Nickel-base superalloys are used as the materials of construction of some of the components of gas turbine engines that are exposed to the most severe and demanding temperatures and environmental conditions in the engines. The turbine blades and vanes are typically formed of such nickel-base superalloys, for example. During service, these components are exposed to temperatures of 2000° F. or more, and also to the corrosive hot combustion gases.
The compositions of the nickel-base superalloys are selected to achieve the required mechanical properties in service. However, the available nickel-base superalloys that have the required mechanical properties are not sufficiently resistant to environmental damage to be used for prolonged service. Environmentally resistant coatings are therefore applied to the surfaces of the articles. The environmentally resistant coatings usually include high-aluminum coatings which oxidize to form an adherent aluminum oxide scale that protects the underlying superalloy against oxidation and corrosion damage. A ceramic layer may be deposited overlying the high-aluminum coating to serve as a thermal insulator.
The environmentally resistant coatings work well in a number of applications. In some instances, however, the coated articles develop weakened regions just below their surfaces after extended exposure to elevated temperatures that are encountered in service. The presence of these weakened regions, known in the art as secondary reaction zones or SRZs, leads to the degradation of the mechanical properties of the coated articles. The SRZs have previously been known and recognized in the art, and various techniques have been employed to avoid them or to minimize their adverse effects. See, for example, U.S. Pat. Nos. 5,334,263; 6,080,246; 6,444,053; and 6,447,932, whose disclosures are incorporated by reference. The formation of SRZs is of particular concern in thin-walled articles such as hollow turbine blades or vanes, because the SRZ can weaken a significant fraction of the total wall thickness and lead to premature failure in those areas.

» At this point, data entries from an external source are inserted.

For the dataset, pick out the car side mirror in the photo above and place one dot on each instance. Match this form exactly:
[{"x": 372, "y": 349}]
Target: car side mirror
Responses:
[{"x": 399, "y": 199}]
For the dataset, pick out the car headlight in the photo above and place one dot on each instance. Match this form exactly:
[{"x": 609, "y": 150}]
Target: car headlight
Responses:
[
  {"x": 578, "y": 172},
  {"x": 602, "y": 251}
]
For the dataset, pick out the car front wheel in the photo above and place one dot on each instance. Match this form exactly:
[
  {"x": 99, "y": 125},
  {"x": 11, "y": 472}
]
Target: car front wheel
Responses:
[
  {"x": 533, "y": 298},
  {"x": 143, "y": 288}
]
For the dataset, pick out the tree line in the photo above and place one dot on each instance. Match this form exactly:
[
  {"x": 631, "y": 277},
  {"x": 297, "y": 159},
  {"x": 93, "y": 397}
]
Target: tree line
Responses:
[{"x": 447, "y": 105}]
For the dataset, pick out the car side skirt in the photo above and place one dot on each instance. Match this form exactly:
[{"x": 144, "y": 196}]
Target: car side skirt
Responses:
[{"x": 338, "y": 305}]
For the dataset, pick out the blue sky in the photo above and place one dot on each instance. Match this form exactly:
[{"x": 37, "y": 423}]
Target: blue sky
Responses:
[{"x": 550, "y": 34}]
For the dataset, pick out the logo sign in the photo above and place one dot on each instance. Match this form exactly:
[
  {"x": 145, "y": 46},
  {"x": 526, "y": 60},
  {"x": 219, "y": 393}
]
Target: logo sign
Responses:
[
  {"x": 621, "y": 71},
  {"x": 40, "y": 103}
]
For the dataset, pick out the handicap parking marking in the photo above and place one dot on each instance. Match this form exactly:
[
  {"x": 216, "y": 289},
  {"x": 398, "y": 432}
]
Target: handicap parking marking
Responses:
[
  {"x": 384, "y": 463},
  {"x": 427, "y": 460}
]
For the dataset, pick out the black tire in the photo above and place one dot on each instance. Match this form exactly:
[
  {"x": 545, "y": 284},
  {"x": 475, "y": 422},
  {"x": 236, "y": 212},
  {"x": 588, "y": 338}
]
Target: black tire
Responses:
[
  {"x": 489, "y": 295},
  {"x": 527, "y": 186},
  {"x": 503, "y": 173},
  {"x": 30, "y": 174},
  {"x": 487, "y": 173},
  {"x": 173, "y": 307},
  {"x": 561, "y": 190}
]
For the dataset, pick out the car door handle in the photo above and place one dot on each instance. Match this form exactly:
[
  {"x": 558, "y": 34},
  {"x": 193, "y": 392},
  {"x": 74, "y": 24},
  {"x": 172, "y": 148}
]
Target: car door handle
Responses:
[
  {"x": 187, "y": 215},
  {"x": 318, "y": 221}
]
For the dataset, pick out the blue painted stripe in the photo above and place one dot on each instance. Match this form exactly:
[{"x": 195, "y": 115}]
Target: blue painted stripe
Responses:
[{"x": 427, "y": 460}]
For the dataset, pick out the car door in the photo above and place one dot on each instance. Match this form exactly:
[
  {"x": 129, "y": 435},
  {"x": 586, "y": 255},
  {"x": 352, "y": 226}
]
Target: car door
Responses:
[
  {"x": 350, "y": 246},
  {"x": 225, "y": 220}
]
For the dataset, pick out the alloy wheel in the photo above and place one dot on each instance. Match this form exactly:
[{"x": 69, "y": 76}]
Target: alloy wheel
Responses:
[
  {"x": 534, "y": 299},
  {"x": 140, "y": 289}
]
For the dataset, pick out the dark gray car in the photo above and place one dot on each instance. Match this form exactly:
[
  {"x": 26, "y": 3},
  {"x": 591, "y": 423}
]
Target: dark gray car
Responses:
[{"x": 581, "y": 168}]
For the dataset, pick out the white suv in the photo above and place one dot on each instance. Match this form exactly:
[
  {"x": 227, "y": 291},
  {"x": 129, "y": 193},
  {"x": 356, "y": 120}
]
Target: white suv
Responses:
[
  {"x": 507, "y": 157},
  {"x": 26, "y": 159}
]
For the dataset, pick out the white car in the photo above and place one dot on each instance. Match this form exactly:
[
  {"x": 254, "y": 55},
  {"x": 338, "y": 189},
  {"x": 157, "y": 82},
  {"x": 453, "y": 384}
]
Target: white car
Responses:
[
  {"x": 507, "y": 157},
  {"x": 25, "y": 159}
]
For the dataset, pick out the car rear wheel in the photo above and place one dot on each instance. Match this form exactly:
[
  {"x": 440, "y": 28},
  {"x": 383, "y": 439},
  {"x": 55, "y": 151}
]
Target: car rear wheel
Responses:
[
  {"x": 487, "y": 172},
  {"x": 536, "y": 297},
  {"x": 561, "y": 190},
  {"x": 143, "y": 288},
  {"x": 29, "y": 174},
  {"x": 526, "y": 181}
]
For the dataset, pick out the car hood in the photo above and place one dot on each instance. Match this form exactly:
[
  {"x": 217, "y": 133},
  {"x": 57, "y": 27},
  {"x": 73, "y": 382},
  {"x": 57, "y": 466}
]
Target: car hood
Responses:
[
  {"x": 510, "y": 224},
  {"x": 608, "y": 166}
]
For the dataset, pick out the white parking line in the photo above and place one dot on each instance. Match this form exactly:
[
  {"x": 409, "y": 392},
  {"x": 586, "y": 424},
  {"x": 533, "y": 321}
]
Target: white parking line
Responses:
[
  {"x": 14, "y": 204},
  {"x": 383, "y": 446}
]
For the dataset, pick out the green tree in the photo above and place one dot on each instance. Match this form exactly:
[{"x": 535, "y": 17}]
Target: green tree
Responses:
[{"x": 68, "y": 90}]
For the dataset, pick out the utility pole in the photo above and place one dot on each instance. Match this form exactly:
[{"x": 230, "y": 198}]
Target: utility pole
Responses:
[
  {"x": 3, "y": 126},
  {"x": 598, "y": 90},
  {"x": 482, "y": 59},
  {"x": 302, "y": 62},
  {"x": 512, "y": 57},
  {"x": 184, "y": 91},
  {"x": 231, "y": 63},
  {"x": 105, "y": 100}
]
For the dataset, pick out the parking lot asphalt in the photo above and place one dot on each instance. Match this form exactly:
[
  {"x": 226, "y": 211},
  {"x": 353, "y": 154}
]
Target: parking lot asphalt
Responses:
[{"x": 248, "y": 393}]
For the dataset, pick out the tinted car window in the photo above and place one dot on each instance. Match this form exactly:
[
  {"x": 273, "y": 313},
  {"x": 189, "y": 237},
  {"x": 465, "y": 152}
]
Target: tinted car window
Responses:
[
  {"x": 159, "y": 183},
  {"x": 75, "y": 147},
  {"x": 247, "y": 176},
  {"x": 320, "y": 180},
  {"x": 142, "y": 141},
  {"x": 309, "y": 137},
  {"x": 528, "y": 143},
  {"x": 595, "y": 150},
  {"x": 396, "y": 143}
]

The various approaches to avoiding the SRZs are operable for specific applications, but they may not be applicable in other cases. SRZs are still found as a result of exposure of some of the coated nickel-base superalloys. There is a need for an approach which avoids or minimizes the formation of SRZs in protected articles made of nickel-base superalloys that are otherwise susceptible to its formation. The present invention fulfills this need, and further provides related advantages.